The growth was driven by robust sales in the company’s charitable gaming, electronic gaming systems and lottery divisions, which were not significantly impacted by consumer pressures during the year.

“Consumer demand remained very strong across most of our business lines in 2022,” said John Pollard, co-CEO of Pollard. “Charitable gaming saw continued robust demand for all paper products, including pull tabs and bingo paper, with revenue up 21% over 2021 and 50% over 2020, now well above pre-pandemic levels.”

These factors also led to the company’s quarterly net income more than doubling to $10.5 million, compared to $5.2 million in the fourth quarter of 2021.

Profit margin reduction
However, for the entire year, the supplier’s net income actually declined by 2%, from $19.7 million to $19.3 million.

The firms modified earnings before interest, taxes, depreciation, and amortization (EBITDA) also dropped by 4% annually, from $84 million to $80.5 million.

Despite record sales, the decrease in profitability was primarily attributed to the company’s struggling instant ticket division, which is more vulnerable to inflation than the company’s other business segments.

The company repeatedly emphasized this issue throughout its financial reporting for the year.

Specifically, the cost of raw materials used in the business, such as paper and ink, increased considerably, while it was also affected by rising packaging and transportation prices. According to Pollard Notes, many input costs skyrocketed between 30% and 50%.

The company’s total cost of goods sold for the year increased by 8.8%, from $368.2 million to $400.5 million. The company stated the $32.3 million increase was primarily due to the aforementioned price increases in the instant ticketing area.

“Our instant ticketing client agreements are primarily long-term fixed price contracts,” said John Pollard. “Therefore, in the short term, we are unable to pass on these significant cost increases, and our instant ticketing margins have experienced a very negative decline.

“These input cost increases have been ongoing throughout the year, leading to a negative impact on profits that has intensified over time.”
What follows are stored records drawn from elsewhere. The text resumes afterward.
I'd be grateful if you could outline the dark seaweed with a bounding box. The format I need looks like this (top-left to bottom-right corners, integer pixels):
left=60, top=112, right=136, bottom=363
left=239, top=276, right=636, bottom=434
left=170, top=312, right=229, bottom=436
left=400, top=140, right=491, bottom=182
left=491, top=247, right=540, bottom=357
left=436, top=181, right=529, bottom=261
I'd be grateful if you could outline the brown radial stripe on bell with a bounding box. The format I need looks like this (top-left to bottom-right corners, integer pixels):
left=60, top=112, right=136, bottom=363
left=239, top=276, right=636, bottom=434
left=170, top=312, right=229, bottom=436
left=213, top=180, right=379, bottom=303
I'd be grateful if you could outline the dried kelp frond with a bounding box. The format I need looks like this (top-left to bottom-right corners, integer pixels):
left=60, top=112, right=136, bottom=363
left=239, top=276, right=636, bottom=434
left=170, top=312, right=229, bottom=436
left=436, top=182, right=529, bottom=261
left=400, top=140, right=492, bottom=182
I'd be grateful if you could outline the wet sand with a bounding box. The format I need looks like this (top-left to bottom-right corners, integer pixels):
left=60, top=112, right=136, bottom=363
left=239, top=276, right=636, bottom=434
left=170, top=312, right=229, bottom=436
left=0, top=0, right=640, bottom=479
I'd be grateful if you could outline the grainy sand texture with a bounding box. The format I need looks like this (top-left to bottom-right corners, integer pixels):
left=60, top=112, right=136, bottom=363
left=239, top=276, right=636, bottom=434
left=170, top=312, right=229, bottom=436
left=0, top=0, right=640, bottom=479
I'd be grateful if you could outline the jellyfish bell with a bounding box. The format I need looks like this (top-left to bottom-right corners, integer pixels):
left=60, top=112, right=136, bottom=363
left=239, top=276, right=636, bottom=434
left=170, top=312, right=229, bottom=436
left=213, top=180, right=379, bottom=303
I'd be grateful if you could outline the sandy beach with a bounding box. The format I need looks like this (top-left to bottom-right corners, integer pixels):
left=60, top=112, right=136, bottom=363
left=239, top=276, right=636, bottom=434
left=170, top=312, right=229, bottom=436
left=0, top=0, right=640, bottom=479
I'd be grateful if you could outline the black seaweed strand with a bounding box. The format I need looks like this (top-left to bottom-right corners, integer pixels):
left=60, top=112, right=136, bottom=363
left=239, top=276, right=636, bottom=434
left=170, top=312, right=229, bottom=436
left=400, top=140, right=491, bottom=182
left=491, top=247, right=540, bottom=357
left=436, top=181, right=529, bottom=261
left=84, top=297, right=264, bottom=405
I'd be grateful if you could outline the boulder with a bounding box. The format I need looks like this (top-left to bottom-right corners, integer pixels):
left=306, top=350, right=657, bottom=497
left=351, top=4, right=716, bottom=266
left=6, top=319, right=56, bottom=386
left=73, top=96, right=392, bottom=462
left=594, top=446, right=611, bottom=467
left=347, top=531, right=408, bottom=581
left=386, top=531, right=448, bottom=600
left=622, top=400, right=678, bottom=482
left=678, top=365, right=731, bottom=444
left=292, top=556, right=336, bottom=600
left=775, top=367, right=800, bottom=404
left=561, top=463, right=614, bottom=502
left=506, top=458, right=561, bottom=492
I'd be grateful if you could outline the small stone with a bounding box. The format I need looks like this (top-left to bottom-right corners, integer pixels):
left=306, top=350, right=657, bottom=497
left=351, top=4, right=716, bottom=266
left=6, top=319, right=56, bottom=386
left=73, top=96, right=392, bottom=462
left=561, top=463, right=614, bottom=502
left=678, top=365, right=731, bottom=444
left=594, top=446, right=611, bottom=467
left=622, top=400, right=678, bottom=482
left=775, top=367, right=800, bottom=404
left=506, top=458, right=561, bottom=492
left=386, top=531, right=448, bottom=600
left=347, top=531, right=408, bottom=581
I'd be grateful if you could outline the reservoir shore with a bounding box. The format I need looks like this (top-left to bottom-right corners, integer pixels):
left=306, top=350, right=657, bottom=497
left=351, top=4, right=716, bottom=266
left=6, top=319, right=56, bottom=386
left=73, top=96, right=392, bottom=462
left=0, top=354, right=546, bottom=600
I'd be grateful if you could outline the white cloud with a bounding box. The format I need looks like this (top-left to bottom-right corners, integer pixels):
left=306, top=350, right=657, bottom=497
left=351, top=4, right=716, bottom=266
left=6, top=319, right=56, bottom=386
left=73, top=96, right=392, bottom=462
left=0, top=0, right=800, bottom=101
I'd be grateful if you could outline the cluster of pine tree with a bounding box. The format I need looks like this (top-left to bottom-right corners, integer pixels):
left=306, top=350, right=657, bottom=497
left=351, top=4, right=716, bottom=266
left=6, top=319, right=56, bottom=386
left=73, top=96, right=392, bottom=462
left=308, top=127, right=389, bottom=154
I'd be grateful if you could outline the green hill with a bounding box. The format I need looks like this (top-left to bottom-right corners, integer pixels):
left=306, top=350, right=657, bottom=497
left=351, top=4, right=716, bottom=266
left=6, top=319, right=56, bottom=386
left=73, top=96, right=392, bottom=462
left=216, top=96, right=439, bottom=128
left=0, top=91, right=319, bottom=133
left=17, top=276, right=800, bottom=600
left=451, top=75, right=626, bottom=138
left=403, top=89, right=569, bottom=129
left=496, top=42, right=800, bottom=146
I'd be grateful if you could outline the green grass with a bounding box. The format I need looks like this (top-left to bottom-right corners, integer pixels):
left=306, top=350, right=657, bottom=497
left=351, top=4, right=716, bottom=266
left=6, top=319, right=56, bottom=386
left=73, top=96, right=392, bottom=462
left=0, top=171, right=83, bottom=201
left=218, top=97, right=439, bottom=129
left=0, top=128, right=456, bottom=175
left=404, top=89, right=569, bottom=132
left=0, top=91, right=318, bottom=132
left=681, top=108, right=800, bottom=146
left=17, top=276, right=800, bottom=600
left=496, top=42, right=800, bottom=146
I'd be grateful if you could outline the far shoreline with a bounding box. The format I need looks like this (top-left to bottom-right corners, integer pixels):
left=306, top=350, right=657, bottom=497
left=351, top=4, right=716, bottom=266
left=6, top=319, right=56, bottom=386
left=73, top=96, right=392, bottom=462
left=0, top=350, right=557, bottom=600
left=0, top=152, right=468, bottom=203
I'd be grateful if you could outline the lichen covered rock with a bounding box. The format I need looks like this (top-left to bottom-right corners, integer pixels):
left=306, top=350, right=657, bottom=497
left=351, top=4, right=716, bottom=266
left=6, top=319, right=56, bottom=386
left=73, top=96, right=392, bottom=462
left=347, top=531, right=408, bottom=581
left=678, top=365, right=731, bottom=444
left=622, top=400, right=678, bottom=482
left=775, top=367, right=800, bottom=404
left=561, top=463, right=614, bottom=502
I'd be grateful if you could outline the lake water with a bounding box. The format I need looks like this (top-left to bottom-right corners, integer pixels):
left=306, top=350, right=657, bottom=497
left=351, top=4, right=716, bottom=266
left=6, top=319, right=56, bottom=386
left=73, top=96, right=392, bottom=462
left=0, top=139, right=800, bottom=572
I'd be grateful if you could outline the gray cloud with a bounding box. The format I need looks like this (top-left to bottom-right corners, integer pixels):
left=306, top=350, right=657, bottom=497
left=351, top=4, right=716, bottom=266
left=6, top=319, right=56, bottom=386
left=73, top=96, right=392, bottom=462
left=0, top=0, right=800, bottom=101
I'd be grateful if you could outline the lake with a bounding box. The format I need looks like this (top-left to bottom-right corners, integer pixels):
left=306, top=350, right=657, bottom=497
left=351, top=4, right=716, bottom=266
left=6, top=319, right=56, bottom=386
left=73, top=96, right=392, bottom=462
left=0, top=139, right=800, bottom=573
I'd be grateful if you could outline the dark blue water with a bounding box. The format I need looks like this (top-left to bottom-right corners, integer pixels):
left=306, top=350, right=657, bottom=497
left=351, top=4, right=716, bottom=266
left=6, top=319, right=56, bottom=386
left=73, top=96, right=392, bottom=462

Although Pollard Lottery Corporation has not faced any extra price hikes in this field so far this year, the business cautions that this does not necessarily imply prices will not increase.

The company stated, “The substantial price increases that occurred in 2022 were implemented gradually throughout the year, with most of the higher costs being absorbed by the end of 2022.” “On a yearly basis, our production expenses will be greater in 2023, reflecting these continued higher cost levels throughout the year.”

Looking ahead

According to the company’s statement, it sees “substantial opportunities” in the iLottery market, both in the short and long term. Pollard Lottery Corporation participates in serving this segment through its subsidiary NeoPollard, a joint venture with NeoGames.

Through this joint venture, the company has been involved in providing iLottery games since 2014, when it first secured a contract with the Michigan Lottery.

The company stated that while growth in US iLottery has been a gradual process, it believes that “with our recent substantial investments in cutting-edge iLottery platforms and game content libraries, we believe Pollard is well-positioned to take advantage of these opportunities.”